DeTomaso Pantera GTS (Serge S): Powered by a Ford V8 like the Mustang from which it’s built, the DeTomaso Pantera was a genuine alternative to the Ferraris and Lamborghinis of its day. If you own the 10265 set you can build one for yourself, as Serge S has constructed this superb Pantera GTS using parts only found within it. Instructions are available and you can find a link to them and the full gallery of images via this link to Serge’s original appearance here in January, long before someone ate an illegal bat soup and started a worldwide pandemic.
Ford F100 Pick-Up (Nathanael Kuipers): The Ford GT40 at the top of this page isn’t the only 10265 B-Model to come from Nathanael, as back in October last year he published this Ford F100 inspired classic pick-up. There are opening doors, an opening hood, and a dropping tailgate, and most importantly he’s produced building instructions so that you can build it for yourself. Find out more via the original post by clicking here.

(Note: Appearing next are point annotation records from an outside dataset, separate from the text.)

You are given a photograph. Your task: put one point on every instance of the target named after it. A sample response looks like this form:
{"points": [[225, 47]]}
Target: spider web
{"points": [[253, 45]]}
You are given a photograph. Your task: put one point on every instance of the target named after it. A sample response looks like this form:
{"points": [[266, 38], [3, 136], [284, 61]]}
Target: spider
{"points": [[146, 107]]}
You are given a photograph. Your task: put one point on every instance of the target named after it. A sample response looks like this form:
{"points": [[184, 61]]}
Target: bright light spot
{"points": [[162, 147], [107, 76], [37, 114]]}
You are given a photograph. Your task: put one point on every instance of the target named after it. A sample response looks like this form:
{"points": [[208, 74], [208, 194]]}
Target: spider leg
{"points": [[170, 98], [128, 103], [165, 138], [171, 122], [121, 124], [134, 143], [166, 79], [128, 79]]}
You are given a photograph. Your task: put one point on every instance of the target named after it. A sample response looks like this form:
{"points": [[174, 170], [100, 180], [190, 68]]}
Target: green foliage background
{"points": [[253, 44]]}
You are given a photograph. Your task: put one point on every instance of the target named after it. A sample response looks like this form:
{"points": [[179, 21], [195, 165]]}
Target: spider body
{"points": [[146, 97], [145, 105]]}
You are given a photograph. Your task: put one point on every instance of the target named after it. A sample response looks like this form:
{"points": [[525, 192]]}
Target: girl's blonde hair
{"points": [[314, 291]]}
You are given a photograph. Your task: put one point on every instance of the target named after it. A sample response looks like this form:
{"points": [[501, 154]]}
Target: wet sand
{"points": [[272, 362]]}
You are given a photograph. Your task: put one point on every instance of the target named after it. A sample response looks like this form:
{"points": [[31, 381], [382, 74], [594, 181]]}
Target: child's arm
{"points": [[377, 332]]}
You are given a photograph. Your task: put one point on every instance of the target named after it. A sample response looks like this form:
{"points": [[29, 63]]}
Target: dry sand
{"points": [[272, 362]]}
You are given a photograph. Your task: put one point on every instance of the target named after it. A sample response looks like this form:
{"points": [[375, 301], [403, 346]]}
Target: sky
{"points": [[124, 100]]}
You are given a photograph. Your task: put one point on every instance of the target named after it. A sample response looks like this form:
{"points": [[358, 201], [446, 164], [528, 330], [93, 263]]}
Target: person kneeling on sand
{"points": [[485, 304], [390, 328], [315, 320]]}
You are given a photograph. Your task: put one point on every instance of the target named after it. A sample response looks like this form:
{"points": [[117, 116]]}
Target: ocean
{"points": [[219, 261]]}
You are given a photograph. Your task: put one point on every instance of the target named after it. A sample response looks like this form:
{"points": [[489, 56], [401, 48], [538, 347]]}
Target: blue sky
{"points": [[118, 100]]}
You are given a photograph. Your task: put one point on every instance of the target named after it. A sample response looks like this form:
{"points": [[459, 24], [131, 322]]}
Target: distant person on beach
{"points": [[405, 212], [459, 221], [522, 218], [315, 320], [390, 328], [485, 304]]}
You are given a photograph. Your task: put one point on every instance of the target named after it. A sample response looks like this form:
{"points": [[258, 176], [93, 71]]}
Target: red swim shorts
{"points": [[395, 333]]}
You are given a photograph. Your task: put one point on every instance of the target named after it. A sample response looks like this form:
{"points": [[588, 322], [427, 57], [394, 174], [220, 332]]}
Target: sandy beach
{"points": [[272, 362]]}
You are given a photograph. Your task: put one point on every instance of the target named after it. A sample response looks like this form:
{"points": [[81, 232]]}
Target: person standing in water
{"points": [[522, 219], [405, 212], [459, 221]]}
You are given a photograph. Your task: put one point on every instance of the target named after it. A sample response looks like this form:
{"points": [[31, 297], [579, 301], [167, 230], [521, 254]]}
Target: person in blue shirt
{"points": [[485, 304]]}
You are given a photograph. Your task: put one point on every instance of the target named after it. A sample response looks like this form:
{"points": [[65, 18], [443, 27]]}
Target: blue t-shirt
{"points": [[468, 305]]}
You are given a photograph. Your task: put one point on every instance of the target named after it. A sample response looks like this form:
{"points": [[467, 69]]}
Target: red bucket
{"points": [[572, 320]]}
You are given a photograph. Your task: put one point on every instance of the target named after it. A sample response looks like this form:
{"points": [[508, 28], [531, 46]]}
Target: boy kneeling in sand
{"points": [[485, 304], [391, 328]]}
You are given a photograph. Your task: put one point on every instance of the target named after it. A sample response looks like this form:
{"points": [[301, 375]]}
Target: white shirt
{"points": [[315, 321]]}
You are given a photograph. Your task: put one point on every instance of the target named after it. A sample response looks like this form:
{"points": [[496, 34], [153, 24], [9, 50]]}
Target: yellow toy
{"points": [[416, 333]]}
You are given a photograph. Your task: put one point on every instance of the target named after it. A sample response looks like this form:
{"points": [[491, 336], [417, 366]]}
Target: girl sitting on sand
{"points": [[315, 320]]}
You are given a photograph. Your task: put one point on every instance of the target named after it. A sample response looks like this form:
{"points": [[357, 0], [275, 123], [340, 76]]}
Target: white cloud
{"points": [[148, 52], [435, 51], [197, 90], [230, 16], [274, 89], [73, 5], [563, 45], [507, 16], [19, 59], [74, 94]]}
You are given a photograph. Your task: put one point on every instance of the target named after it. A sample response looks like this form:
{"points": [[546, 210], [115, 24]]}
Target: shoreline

Ford Mustang GT500 (Firas Abu-Jaber): Our sixth and final 10265 Ford Mustang alternate is… a Ford Mustang. But it jumps forward about 55 years, bringing Ford’s latest 2020 GT500 into brick form. Best of all, like every other model on this page this incredible GT500 can be built using only the parts found within the 10265 set, giving you two Mustangs for the price of one! Building instructions are available and you can find a link to them and the complete image gallery by clicking here.
And so ends our ‘Something to do during Coronavirus’ post, with six brilliant alternative models that can be constructed from just the pieces found within the 10265 Creator Ford Mustang set. You can find links to all six in the text above, almost all of which include building instructions. Stay safe, stay indoors, and give alternate building a go! If the current lockdown continues we may even award some loot for your best B-Model builds.